Of course, we can go back even further. In order for each of these cellular systems to function effectively, we need a healthy gut to metabolize and absorb the nutrients required to support each of these cellular systems. Everything from: a dysfunctional gut immune system; an imbalance in the gut microbiota; leaky gut syndrome; metal toxicity; a diet lacking nutrients; and/or a diet abundant in herbicides, pesticides, insecticides, POPs (Persistant Organic Pollutants), free radicals, artificial / synthetic / processed / micro-waved food toxins; etc can effect the metabolic efficiency of the gut and thus the necessary nutrients required for: gut/body absorption / transportation / metabolism / cellular absorption / metabolism & functioning.

One important aspect of research is identifying how many different ways a given system can compensate for a lack of a given nutrient. For instance, utilizing choline when there is a deficiency of Vitamin B9 (folate). Yet, for a system to operate optimally, we want to provide it with all the nutrients it requires.

There are numerous companies who have produced products that effect the regulation or synthesis of glutathione. Unfortunately, these companies focus on specific components of the glutathione system rather than encompassing the entire underlying system required to regulate and synthesize glutathione. For instance, one of the first companies to provide supplements to support glutathione synthesis, focused on the ability to stabilize cysteine, one of the three amino acids in the glutathione compound, in the body, and thus we have N-acetyl-cysteine. Some companies focus on providing the nutrients required synthesizing the end result glutathione compound, and thus we have MAX GXL. Some companies focus on turning on the necessary DNA required to synthesize glutathione, and thus we have Protandim. Some companies focus on the health of the mitochondria, and thus we have products like Mito Amp & Mito Life.

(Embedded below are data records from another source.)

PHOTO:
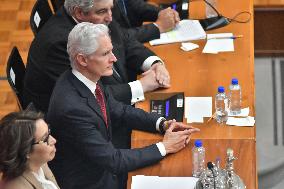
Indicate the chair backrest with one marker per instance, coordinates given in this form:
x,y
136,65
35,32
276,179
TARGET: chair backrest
x,y
41,12
15,74
56,4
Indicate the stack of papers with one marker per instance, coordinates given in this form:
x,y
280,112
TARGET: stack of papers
x,y
146,182
220,42
244,113
186,30
196,108
241,122
242,119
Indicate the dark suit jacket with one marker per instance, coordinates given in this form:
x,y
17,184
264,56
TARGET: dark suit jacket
x,y
138,12
48,58
85,156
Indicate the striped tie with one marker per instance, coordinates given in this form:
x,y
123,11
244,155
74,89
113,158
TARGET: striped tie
x,y
101,101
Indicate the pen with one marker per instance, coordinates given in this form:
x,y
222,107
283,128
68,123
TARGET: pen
x,y
229,37
213,115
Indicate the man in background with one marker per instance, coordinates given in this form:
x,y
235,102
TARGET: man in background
x,y
131,14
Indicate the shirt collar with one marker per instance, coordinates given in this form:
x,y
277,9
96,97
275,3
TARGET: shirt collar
x,y
90,84
77,22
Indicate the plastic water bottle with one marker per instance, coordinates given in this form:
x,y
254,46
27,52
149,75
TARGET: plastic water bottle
x,y
221,105
210,12
198,158
235,97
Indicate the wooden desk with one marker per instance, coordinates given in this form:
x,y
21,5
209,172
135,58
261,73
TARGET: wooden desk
x,y
198,74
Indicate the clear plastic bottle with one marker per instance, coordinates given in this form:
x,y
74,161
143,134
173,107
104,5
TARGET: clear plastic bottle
x,y
221,105
198,158
210,12
235,97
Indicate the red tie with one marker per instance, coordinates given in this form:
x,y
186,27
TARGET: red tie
x,y
101,102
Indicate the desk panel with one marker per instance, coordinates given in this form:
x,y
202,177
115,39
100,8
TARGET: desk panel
x,y
180,164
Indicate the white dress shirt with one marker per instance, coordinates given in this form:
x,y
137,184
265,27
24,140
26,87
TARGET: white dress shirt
x,y
46,184
92,86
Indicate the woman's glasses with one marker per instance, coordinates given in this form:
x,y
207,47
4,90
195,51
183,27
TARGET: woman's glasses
x,y
45,140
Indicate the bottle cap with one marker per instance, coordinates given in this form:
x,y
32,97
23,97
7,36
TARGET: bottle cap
x,y
198,143
221,89
235,81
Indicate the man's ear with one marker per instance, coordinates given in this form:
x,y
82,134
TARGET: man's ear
x,y
81,60
79,14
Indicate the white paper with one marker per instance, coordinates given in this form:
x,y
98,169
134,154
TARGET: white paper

However, as already identified all the interactive cellular processes are required and interdependent in the regulation and production of glutathione. If any one of them fails to function effectively, there will be issues with the regulation and synthesis of glutathione. Consequently, while each of the above identified products may contribute to enhancing glutathione production, none of the products are addressing the entire glutathione process. Unfortunately, it is like most diseases, there can be any number of issues causing the underlying issue.

Thus taking supplements/herbs/food that is shown to “turn on” given DNA may be great if the DNA is the weak link in the system. However, if it is the mitochondria that are causing the problem, then the client requires a different product.